As we all know, the strategy of molecular hybridization has been widely applied to construct novel and highly-valued organic molecules. In this regard, Mai and co-workers [53] pioneered a Rh(III)-catalyzed tandem coupling reaction of iodonium ylide 107 with the C(sp3)-Rh species, produced by 5-exo-trig cyclization to accomplish molecular hybridization (Scheme 40). To demonstrate the potential application of this annulation reaction, product 108 was further derived to produce the corresponding products 109 and 2-pyrone 110 via methylation and Sonogashira coupling, respectively. Importantly, C(sp³)-Rh complex 108A was proven to be the key intermediate during the mechanism experiment study. The reaction mechanism was proposed to involve metal-mediated 5-exo-trig cyclization, coordination, carbene migration insertion and protonolysis process, in which two new chemical bonds and one stereogenic center were formed at the same time.

Another C–H alkenylation reaction employing iodonium ylides based on carbene migratory insertion has been demonstrated by Liu and co-workers [54] (Scheme 41). They developed an inactivated methyl C–H alkenylation using iodonium ylide 112 as a carbene precursor to generate the coupling product 113. A wide range of substrates bearing various functional groups such as halogen, methoxy, trifluoromethyl and naphthyl rings were compatible with this reaction.
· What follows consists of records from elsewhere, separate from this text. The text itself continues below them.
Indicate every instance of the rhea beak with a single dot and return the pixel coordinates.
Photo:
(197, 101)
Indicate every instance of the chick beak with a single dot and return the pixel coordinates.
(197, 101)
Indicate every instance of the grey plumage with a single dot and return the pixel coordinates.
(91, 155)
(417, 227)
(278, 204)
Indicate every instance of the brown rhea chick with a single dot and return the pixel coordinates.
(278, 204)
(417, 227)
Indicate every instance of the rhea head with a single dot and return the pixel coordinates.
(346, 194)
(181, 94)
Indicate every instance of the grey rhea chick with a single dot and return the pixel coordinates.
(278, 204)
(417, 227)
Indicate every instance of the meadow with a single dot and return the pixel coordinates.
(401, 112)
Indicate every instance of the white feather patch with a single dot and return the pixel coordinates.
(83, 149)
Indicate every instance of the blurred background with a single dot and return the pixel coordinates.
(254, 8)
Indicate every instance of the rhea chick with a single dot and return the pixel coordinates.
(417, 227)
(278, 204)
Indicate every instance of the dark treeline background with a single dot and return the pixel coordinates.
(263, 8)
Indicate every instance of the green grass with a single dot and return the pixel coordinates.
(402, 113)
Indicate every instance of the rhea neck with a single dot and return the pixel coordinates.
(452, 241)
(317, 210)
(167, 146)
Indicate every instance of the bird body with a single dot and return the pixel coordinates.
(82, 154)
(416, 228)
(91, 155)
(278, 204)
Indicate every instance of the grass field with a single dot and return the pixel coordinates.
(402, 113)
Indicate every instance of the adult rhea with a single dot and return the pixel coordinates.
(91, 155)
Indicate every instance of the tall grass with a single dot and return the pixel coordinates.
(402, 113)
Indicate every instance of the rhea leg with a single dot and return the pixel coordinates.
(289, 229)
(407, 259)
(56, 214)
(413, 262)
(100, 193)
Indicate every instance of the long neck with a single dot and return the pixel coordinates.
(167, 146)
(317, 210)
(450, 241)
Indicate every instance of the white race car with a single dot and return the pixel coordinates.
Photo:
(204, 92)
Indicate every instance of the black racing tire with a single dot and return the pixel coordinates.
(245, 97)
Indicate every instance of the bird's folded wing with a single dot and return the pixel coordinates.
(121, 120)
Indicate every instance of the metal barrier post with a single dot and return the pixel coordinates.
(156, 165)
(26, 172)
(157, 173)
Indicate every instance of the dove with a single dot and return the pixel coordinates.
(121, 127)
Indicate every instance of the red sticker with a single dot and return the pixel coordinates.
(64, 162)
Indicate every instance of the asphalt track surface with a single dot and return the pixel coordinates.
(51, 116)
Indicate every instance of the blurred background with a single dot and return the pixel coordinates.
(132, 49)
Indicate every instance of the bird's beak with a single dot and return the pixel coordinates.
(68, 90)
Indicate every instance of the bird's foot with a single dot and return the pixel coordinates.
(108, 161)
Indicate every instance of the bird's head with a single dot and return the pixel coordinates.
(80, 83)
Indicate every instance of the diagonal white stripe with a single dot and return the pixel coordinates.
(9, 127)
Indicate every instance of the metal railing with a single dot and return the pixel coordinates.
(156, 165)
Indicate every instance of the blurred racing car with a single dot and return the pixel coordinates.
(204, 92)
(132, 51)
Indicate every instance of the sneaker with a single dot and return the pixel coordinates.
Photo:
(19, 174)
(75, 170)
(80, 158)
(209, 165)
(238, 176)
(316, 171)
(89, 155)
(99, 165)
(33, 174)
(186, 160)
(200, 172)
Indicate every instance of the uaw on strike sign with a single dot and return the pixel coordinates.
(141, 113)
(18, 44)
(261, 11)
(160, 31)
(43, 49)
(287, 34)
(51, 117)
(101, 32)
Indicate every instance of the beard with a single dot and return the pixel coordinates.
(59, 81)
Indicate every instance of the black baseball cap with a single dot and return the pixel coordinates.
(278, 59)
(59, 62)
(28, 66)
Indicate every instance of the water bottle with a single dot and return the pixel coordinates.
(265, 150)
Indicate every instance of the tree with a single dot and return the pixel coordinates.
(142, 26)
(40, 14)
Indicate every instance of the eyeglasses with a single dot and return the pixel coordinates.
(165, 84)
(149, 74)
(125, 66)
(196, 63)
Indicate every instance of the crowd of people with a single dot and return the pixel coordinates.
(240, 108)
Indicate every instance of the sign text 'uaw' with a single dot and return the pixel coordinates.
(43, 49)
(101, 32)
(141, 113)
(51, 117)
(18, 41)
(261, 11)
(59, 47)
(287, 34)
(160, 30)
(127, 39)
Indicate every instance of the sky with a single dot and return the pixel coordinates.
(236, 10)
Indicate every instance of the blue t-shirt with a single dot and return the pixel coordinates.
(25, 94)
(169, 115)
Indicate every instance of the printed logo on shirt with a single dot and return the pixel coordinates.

To explore the reaction mechanism, the stable cyclometalated Rh(III) complex 113A was isolated, which could efficiently catalyze the reaction to generate the desired product.

5. Conclusions

In summary, this paper briefly outlines the application of iodonium ylides in transition-metal-catalyzed C–H activation reactions, including [n+2] cyclization, [n+3] cyclization and alkenylation. Recent research progress indicates that iodonium ylides which serve as a new type of coupling reagent have shown tremendous potential in transition-metal-catalyzed C–H bond activation reactions and have been developed to effectively construct C–C or C–X bonds in complex organic molecules. Although great progress has been made in this field, there are still some limitations and challenges in the application of iodonium ylides. Previous reports have mainly focused on the reaction of iodonium ylides as a C2/C3 synthon and alkenylating reagent, and it is still necessary to expand the reaction model of iodonium ylides, such as potentially in free radical reactions. As for the transition-metal catalysts, Rh(III) and Ru(II) catalysts are the most widely used catalysts, and low-cost metal catalysts and highly active catalytic systems such as Ir, Pd and Co still need to be developed. In addition, the range of iodonium ylide substrates involved in such reactions are mainly confined to cyclic iodonium ylide compounds, while the metal-catalyzed C–H activation reactions with acyclic-derived iodonium ylides have rarely been reported. Therefore, the design and synthesis of iodonium ylides with more diverse structures to allow participation in C–H activation reactions remains a hot topic for future research. Above all, future research will further promote the application and development of iodonium ylides along these lines and bring more innovation and breakthroughs in the field of organic synthesis.